Last modified 14 years ago

#13446 closed (invalid)

isintance bug with Python 2.4.4 | django.core.urlresolvers.RegexURLResolver affected

Reported by: pavl Owned by: nobody
Component: Core (Other) Version: 1.1
Severity: Keywords:
Cc: Triage Stage: Unreviewed
Has patch: no Needs documentation: no
Needs tests: no Patch needs improvement: no
Easy pickings: no UI/UX: no

Description

Inside "django.core.urlresolvers.RegexURLResolver" at line:

    def _populate(self):
...
            if isinstance(pattern, RegexURLResolver)

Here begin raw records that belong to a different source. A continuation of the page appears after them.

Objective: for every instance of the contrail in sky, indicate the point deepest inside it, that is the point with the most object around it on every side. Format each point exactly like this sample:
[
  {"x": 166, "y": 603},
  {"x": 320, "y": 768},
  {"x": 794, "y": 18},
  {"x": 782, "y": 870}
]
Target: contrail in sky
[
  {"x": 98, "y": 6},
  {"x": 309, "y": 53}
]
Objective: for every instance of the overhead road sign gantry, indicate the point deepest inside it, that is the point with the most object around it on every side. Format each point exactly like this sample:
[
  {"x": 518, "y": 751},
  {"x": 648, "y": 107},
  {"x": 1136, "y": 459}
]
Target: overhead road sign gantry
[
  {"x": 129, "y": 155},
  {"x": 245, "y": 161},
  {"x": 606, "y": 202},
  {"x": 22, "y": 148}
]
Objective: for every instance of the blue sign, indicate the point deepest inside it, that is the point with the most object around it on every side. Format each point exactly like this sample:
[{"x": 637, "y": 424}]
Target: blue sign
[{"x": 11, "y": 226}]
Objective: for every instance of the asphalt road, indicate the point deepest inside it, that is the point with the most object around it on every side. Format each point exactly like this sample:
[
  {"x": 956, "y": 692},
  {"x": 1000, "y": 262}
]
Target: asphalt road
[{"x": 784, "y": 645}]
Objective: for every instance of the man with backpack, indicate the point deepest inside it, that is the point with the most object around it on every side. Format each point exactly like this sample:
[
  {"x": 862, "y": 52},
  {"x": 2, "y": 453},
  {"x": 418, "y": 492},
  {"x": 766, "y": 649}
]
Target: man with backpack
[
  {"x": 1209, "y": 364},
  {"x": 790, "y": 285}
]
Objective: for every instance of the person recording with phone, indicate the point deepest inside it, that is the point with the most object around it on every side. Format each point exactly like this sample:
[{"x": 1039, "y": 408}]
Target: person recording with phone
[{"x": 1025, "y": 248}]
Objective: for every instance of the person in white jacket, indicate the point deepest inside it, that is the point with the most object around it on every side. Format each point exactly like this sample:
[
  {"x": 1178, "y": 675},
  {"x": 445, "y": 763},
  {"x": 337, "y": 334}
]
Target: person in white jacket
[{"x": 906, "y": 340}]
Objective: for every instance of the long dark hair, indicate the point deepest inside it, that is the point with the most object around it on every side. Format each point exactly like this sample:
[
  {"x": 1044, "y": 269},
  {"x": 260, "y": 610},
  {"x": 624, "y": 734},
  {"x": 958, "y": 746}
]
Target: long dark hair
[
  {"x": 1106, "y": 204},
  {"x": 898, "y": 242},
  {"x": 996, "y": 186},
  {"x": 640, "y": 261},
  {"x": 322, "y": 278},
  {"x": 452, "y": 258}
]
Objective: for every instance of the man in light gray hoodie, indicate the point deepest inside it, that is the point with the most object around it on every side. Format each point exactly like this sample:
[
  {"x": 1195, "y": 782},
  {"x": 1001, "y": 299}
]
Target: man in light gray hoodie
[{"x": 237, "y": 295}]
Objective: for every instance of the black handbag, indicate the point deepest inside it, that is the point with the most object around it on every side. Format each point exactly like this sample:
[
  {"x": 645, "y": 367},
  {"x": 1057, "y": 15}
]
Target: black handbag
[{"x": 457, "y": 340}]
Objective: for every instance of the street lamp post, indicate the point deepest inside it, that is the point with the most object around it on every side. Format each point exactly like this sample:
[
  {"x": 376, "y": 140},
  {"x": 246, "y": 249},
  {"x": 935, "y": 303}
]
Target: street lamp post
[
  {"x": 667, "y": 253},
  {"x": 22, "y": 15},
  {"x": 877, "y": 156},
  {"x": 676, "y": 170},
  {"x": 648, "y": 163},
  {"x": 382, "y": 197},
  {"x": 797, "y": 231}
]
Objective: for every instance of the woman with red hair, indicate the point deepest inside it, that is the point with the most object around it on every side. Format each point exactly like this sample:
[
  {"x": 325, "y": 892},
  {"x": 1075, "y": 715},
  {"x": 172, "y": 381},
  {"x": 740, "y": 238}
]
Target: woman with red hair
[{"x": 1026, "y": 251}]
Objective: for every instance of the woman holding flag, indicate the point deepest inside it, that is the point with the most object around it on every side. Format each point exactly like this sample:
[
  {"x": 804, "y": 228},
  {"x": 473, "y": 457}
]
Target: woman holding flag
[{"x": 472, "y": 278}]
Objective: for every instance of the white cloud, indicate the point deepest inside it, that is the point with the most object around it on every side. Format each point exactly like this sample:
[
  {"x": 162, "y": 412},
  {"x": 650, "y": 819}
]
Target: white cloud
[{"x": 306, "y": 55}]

The method isinstance, under Python 2.4.4, does not work properly.

I got the exception: 'RegexURLResolver' object has no attribute 'name' at line:

            else:
...
                lookups.appendlist(pattern.name, (bits, p_pattern))

where a pattern was:

pattern   <RegexURLResolver oteracapital.apps.localeflatpages.urls (None:None) >

Which means that if isinstance(pattern, RegexURLResolver) returned False in that case.

In my opinion you should force the installation of latest Python 2.x to avoid such problem.

Change History (4)

comment:1 by Alex Gaynor, 14 years ago

Uhh, that's a pretty lofty accusation that isinstance is broken in python 2.4.4, do you have a citation, or *how* exactly it is broken?

comment:2 by pavl, 14 years ago

Just to be clear here, I wasn't saying that the bug came from Python itself but from Django. I am sorry if there was a misunderstood.

On DEV, with Python 2.6.5, I got no error what so ever.
On production server, with Python 2.4.4, I get the error.

The test below fails to see that 'pattern' is a RegexURLResolver object:

if isinstance(pattern, RegexURLResolver)

where pattern is:

pattern   <RegexURLResolver oteracapital.apps.localeflatpages.urls (None:None) >

I have this exception when I use the resolver function inside a view with a pattern like: 'namespace:name'.
I will upload the code tomorrow for more details.

comment:3 by Russell Keith-Magee, 14 years ago

Resolution: invalid
Status: newclosed

Extraordinary claims require extraordinary proof. Given that this ticket provides no specific evidence of the claim, I'm closing it invalid.

Please reopen if you can provide a specific test case or example that fails under Python 2.4.4, but not under other versions of Python.

comment:4 by pavl, 14 years ago

I appologize about this ticket.

I investiguated more and found out that the bug came from the application's installation.
Nothing about Django or Python fault.


Django was visible on PYTHONPATH via a system link inside the application directory. That means all django module were mapped to: <application directory>.django...


This is bad, and believe me... I feel bad. :S - yes you can laugh.